Here is a testimony from the ground which bring out the challenges of living a life without electricity in this day and age:
Riya (Name changed to protect identity)
Riya is a class 11 student who stays with her sister and parents in Babu Basti. Her sister is a class 5 student in a government school near their locality. Riya’s mother is a domestic worker and her father works for pandal decorations. The family, tired of waiting for the state electricity department to do something, invested in a portable solar energy plate. But during summers with the littler energy it conserves, they can use fan and light only during one half of the day either during the morning or at night. In addition to that, during the Assam monsoons, they are unable to use even this resource because of cloudy skies.
Post sunset, Riya and her sister study using candles especially during exams when they have to spend longer hours. The trouble is not just in studying but also in accessing toilets at night. In a particular incident Priya when she went to use the washroom next to her kaccha house, she found a snake lurking in the dark. They also frequently face the fear of evictions and floods that disrupt their lives. With these challenges families like Riya’s are denied their dignity and there is an urgent need to facilitate access to basic services and entitlements that are their right.
After higher secondary education, Riya wants to pursue a bachelors degree in commerce from Guwahati Commerce College for which she needs to secure high marks in her exams. This becomes even more challenging in the absence of electricity.
Life without electricity in an urban informal settlement brings along many troubles for already impoverished households. In Guwahati where floods are recurrent and hardships for the underserved communities are many, lack of a service as basic as electricity prevents them from accessing many other services as well. For children and young adults in schools and college, studying post-sunset is not even a possibility or an option. Whatever studies that they manage to do post-sunset is done with candles and lanterns. What is important to remember here is that if children and adolescents are to access their right to education, they need conducive environments for studying. Therefore, the inaccessibility of electricity in Babu Basti has been forwarded for legal solution as the department was unwilling to take the matter into consideration.
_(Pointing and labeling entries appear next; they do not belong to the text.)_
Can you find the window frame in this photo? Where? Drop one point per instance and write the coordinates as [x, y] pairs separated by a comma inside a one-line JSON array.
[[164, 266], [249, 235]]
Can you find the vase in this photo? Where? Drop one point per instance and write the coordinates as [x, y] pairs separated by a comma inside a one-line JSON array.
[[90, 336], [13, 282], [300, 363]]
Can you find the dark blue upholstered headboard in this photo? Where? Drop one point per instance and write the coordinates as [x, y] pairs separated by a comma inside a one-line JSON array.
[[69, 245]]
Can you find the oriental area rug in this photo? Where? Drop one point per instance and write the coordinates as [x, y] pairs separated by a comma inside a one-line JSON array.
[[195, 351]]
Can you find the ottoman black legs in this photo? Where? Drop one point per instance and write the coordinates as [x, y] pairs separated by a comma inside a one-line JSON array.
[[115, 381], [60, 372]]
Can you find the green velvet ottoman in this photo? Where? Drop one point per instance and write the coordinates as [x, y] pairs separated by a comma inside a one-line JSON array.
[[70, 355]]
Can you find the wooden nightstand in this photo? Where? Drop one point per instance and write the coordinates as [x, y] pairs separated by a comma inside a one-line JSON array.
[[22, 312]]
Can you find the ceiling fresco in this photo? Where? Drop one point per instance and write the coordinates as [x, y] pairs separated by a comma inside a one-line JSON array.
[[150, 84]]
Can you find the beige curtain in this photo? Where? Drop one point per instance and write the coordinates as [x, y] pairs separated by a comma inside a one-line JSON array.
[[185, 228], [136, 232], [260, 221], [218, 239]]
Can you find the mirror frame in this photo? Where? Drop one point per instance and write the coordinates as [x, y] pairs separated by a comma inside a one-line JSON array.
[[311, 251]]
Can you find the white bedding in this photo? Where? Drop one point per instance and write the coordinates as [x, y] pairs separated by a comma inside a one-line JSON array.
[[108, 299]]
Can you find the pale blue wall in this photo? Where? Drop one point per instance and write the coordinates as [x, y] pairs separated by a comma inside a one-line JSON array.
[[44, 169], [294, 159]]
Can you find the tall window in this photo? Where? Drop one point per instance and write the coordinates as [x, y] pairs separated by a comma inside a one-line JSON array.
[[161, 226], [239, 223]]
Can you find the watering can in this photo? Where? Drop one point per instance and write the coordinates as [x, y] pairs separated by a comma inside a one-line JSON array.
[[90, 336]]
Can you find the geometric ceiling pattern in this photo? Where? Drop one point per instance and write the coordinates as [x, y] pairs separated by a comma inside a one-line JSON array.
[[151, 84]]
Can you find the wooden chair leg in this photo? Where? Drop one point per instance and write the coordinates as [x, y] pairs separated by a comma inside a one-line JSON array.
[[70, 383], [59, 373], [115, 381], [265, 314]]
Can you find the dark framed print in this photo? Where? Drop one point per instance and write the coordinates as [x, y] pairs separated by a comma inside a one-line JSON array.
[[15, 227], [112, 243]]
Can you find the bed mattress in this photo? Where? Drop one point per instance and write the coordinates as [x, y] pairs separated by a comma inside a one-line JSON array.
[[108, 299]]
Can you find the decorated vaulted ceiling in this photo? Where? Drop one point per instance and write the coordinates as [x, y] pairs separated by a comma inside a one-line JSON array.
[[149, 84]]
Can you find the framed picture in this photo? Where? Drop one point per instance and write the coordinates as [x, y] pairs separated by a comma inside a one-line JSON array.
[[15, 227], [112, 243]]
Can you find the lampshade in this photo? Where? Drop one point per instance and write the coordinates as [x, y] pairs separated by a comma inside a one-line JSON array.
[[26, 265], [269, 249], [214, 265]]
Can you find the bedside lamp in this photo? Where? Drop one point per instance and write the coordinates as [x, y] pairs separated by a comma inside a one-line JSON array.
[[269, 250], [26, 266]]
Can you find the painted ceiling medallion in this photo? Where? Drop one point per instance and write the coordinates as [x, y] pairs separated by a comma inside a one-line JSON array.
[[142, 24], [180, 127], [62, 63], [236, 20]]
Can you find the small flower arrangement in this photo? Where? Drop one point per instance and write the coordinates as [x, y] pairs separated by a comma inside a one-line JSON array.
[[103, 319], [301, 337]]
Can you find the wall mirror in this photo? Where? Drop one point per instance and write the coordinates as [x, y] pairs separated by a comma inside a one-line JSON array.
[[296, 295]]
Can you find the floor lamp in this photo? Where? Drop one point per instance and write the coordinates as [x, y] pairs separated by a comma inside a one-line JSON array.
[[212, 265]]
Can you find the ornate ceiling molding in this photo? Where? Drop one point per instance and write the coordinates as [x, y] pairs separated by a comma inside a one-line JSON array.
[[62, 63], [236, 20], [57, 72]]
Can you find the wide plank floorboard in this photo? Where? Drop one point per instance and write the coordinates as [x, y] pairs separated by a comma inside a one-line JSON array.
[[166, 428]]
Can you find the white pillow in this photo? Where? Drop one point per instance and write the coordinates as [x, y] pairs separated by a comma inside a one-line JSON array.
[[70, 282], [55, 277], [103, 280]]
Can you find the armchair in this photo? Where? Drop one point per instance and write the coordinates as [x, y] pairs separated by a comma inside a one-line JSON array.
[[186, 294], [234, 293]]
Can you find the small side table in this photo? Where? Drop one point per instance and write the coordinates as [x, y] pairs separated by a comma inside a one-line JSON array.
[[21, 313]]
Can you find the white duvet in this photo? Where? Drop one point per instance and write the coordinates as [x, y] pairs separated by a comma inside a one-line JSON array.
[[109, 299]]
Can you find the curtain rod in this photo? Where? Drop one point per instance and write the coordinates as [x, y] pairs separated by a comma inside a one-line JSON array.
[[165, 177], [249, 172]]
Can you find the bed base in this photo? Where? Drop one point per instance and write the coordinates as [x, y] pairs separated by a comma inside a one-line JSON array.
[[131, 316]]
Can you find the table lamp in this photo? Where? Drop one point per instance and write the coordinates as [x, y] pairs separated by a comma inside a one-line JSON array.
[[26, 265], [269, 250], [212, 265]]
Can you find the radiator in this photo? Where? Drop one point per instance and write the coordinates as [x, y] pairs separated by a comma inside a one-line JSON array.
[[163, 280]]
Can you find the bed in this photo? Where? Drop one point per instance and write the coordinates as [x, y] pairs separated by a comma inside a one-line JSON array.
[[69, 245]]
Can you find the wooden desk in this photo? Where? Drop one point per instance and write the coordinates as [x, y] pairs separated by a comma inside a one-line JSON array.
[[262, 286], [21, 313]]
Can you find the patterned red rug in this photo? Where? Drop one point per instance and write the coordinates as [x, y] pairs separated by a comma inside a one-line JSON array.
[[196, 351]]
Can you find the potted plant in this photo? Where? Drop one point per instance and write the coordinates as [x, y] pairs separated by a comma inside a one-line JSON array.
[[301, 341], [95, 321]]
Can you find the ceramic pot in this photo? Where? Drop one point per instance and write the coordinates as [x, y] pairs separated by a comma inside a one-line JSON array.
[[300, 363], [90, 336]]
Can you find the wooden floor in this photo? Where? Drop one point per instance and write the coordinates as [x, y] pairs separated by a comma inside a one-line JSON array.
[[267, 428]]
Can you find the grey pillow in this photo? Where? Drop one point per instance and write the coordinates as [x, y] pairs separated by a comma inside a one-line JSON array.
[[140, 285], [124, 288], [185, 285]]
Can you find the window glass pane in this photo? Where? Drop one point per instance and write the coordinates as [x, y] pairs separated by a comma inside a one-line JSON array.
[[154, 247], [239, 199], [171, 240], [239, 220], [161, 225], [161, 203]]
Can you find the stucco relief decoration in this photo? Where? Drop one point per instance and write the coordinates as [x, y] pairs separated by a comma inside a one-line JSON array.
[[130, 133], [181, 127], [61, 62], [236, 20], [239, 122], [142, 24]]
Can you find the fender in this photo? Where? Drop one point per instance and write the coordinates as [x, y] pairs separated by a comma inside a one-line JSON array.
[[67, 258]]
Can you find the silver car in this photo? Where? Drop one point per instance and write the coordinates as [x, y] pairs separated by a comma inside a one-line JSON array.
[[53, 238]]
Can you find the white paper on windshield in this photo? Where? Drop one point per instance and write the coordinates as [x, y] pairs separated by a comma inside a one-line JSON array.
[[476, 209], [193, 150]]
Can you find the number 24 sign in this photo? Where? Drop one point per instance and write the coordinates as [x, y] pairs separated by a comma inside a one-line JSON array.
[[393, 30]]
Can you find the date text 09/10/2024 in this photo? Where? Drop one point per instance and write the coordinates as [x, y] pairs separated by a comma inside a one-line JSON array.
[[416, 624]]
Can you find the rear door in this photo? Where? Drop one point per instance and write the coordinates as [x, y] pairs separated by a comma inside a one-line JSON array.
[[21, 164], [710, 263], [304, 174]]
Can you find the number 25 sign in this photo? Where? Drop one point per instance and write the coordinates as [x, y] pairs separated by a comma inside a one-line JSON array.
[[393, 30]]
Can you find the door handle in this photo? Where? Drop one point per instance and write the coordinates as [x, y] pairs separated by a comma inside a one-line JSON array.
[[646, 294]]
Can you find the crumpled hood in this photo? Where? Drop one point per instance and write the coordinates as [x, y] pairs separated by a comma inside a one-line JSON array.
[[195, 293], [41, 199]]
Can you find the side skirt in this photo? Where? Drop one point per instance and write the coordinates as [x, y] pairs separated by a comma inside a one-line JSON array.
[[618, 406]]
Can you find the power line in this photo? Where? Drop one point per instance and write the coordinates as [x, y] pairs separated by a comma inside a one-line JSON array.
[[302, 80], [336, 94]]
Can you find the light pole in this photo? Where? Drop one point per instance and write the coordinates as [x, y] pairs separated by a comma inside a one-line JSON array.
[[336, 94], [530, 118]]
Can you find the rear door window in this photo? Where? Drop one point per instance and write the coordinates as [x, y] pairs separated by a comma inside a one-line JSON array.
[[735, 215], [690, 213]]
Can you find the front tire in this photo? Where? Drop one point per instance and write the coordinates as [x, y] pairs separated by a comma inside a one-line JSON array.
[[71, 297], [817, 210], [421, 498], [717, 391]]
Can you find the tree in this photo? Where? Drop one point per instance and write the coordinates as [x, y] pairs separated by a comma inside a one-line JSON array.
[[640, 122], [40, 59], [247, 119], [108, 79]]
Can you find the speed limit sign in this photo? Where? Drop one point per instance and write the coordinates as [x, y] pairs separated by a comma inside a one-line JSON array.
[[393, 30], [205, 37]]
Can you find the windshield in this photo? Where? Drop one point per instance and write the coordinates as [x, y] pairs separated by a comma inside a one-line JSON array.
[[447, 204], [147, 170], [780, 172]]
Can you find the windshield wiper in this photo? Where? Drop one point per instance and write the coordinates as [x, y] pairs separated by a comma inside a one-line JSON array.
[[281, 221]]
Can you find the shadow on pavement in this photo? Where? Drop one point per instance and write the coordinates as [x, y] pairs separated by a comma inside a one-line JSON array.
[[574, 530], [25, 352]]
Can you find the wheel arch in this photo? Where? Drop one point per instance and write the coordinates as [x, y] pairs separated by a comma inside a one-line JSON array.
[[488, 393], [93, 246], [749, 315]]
There are several cases of other metro cities where favorable judgments were passed regarding access to electricity, and therefore we are also hopeful of receiving a positive response from the court.
Note 1: Census of India-2011 has categorized slums into following categories: a) Notified Slums, b) Recognized Slums, and c) Identified Slums. All areas in a town or city which have been notified as ‘Slum’ are classified as Notified Slum. All areas recognized as ‘Slum’ but may not have been formally notified as slums under any statute, are classified as Recognized Slum. A congested area of a population of at least 300 persons or about 60-70 households with poorly built congested sites, in an unhygienic environment usually with inadequate infrastructure and a lack of proper sanitation and drinking is categorized as an identified slum.
Note 2: In Situ Slum Redevelopment (ISSR) is a component of PMAY where central assistance of Rs. 1 lakh per house is provided for all houses built for eligible slum dwellers using land as Resource with participation of private developers.
Syeda Mehzebin Rahman is the Project Lead in Guwahati for Youth For Unity and Voluntary Action (YUVA).